Although, the more I thought about it, I kind of missed the point of what he was saying… what he was getting at was something much worse… I actually now do agree that quantitative analysis could well be the death of CULTURE. I am right about the qualitative problem, but I missed the gist because I really didn’t grasp the depth of this argument.
But I mostly dismissed it at the time because I didn’t want to really think about what he was saying. This isn’t about baseball. It’s about our whole culture… doing anything possible to extract every little possible cent out of everything and everyone. Squeeze the rock entirely dry until it turns to dust. You can only optimize to a point until that point becomes destructive. It’s what Wendell Berry meant about a destructible infinity. I was just too naive back in November 2022 to recognize the real kernel here…
Think about it: America was built on exploitation of lands commandeered by expansionist colonials.
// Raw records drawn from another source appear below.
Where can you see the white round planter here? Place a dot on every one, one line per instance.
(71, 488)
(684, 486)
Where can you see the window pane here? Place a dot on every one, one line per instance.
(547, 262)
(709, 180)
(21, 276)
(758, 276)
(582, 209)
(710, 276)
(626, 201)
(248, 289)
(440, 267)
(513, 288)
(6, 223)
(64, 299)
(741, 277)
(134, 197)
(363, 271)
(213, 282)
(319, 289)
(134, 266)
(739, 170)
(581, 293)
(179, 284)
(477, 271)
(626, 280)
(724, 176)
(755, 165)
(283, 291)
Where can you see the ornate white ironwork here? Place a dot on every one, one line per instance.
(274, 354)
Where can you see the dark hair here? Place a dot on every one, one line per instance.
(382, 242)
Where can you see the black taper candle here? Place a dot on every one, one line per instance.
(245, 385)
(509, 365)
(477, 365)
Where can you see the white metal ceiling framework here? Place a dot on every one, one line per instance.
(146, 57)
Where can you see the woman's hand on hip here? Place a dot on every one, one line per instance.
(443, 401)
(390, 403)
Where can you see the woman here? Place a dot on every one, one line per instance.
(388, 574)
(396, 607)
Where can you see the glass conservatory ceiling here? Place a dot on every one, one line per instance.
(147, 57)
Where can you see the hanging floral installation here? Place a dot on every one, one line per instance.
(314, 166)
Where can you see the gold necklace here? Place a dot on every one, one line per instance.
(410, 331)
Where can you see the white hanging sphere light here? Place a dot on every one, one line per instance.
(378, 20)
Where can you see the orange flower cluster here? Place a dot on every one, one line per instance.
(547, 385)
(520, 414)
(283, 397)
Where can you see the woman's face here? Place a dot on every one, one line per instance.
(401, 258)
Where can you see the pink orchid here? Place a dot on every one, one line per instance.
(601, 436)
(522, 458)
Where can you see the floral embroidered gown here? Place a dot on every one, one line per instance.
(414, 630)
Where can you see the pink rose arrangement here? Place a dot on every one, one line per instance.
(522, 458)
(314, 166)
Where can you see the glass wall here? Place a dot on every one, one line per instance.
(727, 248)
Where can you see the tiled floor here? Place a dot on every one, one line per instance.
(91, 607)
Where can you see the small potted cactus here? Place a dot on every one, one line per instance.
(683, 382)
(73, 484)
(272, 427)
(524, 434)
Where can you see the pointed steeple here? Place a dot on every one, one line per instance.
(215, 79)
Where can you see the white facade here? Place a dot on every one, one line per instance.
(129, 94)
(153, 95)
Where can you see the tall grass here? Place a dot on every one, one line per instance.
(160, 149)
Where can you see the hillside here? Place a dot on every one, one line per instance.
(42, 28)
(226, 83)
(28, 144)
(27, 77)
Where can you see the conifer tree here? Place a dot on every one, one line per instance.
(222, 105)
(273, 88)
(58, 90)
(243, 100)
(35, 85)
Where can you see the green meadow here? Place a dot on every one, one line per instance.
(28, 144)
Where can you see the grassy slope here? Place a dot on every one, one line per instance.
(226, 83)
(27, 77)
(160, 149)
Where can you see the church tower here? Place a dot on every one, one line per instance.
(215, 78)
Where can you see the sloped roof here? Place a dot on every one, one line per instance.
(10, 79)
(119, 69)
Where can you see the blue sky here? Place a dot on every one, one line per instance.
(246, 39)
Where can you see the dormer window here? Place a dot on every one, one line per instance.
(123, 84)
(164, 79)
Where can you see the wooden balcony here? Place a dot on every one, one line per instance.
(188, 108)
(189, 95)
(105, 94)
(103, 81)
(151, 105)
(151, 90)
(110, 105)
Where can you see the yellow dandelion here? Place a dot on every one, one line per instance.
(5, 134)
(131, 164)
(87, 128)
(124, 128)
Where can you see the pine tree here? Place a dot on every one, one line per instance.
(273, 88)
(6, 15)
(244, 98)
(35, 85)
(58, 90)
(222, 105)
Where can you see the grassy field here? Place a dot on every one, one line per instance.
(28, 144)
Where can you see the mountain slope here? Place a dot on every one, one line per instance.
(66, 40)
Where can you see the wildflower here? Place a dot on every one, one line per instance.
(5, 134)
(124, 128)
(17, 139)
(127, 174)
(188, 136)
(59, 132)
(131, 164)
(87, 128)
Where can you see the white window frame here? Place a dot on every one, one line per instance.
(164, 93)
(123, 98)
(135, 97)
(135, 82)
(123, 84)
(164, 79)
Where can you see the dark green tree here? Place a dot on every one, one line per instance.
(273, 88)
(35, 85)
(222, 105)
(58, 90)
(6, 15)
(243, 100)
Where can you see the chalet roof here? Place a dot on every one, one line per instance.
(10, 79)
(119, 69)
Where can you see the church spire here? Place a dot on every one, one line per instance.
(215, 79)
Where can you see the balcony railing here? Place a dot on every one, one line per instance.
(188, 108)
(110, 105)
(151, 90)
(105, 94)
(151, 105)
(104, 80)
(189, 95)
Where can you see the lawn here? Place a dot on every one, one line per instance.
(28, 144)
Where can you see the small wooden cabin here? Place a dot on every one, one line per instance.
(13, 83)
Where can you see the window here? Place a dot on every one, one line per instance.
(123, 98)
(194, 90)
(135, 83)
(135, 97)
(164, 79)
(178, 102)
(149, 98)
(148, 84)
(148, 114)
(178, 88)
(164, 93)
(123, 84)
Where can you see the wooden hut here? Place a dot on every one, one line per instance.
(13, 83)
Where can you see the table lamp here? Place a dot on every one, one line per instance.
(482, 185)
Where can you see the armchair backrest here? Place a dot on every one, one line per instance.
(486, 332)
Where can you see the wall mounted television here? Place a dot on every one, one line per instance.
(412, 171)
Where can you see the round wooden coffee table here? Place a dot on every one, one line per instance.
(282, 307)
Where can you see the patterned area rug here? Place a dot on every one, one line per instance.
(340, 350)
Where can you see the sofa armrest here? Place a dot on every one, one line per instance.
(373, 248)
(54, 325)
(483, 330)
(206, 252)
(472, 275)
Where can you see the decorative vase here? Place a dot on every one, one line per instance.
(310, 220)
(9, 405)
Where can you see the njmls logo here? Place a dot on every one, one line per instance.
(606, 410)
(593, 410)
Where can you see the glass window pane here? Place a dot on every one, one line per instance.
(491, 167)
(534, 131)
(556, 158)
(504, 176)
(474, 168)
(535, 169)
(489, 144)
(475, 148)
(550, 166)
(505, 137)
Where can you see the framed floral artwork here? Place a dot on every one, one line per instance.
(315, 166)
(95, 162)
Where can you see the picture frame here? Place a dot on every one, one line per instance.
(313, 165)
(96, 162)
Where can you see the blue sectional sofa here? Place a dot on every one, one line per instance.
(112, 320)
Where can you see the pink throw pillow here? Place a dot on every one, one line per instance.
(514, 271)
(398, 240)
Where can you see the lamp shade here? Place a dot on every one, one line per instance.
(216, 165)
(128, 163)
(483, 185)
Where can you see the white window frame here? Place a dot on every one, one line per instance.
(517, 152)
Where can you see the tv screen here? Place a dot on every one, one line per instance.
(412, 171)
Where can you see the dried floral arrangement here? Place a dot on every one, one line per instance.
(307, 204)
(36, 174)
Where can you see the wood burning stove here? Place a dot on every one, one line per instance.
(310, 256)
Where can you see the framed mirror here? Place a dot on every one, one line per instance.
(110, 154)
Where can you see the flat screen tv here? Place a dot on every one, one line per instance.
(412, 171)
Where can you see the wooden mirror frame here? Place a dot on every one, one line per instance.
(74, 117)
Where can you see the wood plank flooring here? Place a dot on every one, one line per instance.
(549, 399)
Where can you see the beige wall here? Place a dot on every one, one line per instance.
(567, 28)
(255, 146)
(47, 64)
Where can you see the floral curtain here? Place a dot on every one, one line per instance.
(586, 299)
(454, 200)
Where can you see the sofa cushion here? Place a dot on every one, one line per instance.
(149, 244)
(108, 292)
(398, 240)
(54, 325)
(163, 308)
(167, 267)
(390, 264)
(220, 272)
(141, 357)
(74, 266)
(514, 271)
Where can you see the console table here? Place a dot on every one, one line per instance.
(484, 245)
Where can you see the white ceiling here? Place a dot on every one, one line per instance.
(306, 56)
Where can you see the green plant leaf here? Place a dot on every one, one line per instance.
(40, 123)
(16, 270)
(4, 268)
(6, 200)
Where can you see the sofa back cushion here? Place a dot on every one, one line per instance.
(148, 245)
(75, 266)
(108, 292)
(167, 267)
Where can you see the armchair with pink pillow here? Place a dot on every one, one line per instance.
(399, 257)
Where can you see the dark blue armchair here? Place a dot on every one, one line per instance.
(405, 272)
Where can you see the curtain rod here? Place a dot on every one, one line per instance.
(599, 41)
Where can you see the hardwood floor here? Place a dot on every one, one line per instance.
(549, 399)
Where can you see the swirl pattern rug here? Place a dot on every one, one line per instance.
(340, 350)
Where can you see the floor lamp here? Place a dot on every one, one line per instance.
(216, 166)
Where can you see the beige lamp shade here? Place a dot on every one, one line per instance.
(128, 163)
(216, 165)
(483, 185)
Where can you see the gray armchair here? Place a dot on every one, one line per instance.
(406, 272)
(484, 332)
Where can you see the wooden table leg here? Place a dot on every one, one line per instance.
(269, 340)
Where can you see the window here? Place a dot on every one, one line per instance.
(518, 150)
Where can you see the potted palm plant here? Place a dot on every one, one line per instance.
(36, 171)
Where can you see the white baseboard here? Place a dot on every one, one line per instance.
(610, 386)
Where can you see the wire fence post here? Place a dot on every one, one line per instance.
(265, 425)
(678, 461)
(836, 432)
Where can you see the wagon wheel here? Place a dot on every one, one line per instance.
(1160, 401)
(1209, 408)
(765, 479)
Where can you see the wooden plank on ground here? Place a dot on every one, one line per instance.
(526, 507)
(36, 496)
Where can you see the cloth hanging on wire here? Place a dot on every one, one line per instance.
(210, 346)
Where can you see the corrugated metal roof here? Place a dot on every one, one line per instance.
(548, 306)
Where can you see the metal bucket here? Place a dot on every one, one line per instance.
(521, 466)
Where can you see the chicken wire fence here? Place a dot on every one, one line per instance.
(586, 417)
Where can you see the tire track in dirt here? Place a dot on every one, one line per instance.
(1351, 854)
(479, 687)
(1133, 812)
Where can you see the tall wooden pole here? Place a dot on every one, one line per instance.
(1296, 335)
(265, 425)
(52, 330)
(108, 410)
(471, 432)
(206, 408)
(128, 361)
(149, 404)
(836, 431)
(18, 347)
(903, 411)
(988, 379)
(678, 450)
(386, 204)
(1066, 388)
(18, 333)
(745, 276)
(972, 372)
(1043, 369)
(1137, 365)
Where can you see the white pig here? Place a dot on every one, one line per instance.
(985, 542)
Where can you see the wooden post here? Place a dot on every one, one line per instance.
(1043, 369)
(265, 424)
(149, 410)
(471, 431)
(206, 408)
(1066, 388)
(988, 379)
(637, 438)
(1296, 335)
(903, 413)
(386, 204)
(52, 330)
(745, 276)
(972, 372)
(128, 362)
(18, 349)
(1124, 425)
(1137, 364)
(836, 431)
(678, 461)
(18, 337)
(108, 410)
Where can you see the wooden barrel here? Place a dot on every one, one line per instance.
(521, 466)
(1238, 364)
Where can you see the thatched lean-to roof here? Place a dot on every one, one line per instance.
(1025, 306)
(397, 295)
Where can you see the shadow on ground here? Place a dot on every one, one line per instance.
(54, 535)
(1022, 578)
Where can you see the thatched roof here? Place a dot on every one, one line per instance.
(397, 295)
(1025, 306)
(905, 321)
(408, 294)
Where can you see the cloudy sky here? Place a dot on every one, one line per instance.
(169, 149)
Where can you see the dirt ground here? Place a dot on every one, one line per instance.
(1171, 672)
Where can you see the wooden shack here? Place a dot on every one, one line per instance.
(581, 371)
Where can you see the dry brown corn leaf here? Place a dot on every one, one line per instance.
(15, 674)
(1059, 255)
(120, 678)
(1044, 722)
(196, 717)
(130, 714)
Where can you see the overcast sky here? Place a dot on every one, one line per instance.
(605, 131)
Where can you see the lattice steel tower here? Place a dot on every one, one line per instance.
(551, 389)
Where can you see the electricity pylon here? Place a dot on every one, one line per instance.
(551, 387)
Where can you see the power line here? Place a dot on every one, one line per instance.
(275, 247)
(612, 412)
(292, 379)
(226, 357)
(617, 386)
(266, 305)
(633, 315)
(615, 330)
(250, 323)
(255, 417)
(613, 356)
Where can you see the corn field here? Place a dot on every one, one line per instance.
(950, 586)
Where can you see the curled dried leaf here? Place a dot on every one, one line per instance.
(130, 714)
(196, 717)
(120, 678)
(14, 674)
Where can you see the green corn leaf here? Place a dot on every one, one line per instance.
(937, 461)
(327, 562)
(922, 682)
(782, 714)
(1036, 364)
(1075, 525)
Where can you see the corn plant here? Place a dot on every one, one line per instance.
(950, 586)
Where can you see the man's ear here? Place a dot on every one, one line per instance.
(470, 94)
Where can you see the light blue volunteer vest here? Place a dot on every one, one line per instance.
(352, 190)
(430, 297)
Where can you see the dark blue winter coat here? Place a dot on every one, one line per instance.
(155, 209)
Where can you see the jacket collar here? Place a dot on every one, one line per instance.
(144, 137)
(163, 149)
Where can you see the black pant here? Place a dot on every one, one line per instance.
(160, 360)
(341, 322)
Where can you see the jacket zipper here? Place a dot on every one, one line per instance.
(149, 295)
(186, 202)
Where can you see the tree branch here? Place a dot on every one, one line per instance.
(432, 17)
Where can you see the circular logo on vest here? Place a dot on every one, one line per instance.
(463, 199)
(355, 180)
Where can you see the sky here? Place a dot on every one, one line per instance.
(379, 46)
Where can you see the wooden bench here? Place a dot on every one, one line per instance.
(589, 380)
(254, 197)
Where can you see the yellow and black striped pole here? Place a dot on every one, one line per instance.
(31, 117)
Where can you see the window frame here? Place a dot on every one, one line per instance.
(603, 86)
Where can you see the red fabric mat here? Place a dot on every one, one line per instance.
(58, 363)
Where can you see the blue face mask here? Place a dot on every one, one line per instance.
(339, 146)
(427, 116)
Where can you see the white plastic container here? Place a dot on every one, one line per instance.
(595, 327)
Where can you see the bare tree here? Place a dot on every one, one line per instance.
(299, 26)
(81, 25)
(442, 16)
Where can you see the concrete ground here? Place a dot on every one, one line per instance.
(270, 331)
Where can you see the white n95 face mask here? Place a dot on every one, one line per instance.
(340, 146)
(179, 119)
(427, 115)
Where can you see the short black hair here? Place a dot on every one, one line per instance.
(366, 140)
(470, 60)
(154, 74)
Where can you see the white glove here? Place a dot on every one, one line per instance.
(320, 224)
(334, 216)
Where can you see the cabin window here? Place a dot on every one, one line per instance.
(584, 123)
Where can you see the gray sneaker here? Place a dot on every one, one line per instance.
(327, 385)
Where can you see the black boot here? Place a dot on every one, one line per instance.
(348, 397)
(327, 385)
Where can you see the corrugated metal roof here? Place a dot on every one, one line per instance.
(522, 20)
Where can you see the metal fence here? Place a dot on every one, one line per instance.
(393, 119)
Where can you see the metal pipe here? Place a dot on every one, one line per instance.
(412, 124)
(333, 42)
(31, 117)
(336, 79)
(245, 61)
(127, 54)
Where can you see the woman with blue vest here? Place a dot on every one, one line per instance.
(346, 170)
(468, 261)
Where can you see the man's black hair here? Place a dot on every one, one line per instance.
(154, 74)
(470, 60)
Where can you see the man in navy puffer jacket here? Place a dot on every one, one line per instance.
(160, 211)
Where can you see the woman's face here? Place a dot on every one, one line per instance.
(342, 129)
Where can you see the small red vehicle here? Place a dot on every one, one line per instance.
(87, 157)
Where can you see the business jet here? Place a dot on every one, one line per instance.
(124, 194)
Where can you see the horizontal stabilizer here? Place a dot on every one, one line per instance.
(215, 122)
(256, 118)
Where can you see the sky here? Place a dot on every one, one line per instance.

Now thanks to the power of these super computer and machine learning algorithms, that exploitation is now global and entirely mechanical. Perhaps this data analysis really has gone too far… I’m now starting to see that it is, in fact, diluting the game. It’s become the basis for GAMBLING! This world has gotten really disgusting very quickly, and Thompson said something that I just wrote off for the most part at the time… I see it now.